Seoul - The global incidence of piracy surged 36% on-year in the first half of the year due mainly to more attacks carried out by Somali pirates, South Korea's government said Thursday.
South Korea's Yonhap news agency quoted a report by the International Maritime Bureau (IMB), the Ministry of Land, Transport and Maritime Affairs as saying that piracy attacks numbered 266 in the January - March period, with 163 involving attacks made by Somali pirates, up 63% from a year earlier.
A total of 29 ships were hijacked, with 495 sailors taken captive in the six-month period, with injuries and deaths caused by the attacks rising to 46 people from 17 a year earlier, the report showed.
Despite the spike in attacks by Somali pirates, the actual number of vessels being hijacked off the eastern coast of Africa fell to 13% of all ships captured, compared with 27% a year earlier.
The organization, under the International Chamber of Commerce, attributed the fall to better precautions being taken by ships sailing in the Indian Ocean near Somalia, and the presence of the international naval force in the region to protect commercial shipping.
Besides piracy near Somalia, the IMB reported 50 attacks by outlaws operating near Indonesia, Malaysia and Singapore that resulted in three ships being hijacked.

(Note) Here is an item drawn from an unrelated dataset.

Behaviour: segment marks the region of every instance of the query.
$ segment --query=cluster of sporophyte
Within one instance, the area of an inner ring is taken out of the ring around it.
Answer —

Early this week, South Africa's Defence and Military Veterans Minister, Lindiwe Sisulu, called for countries in the Southern African Development Community to put in place robust laws to effectively prosecute pirates.
Sisulu said over the past five years, there have been around 1 600 acts of piracy, which have caused "immeasurable harm."
"As regions are increasingly regarded as threatened by piracy, unstable, or volatile, entire trading routes are altered, insurance premiums increase, cargo shippers use alternative ports to pick up and deliver their goods," Sisulu said.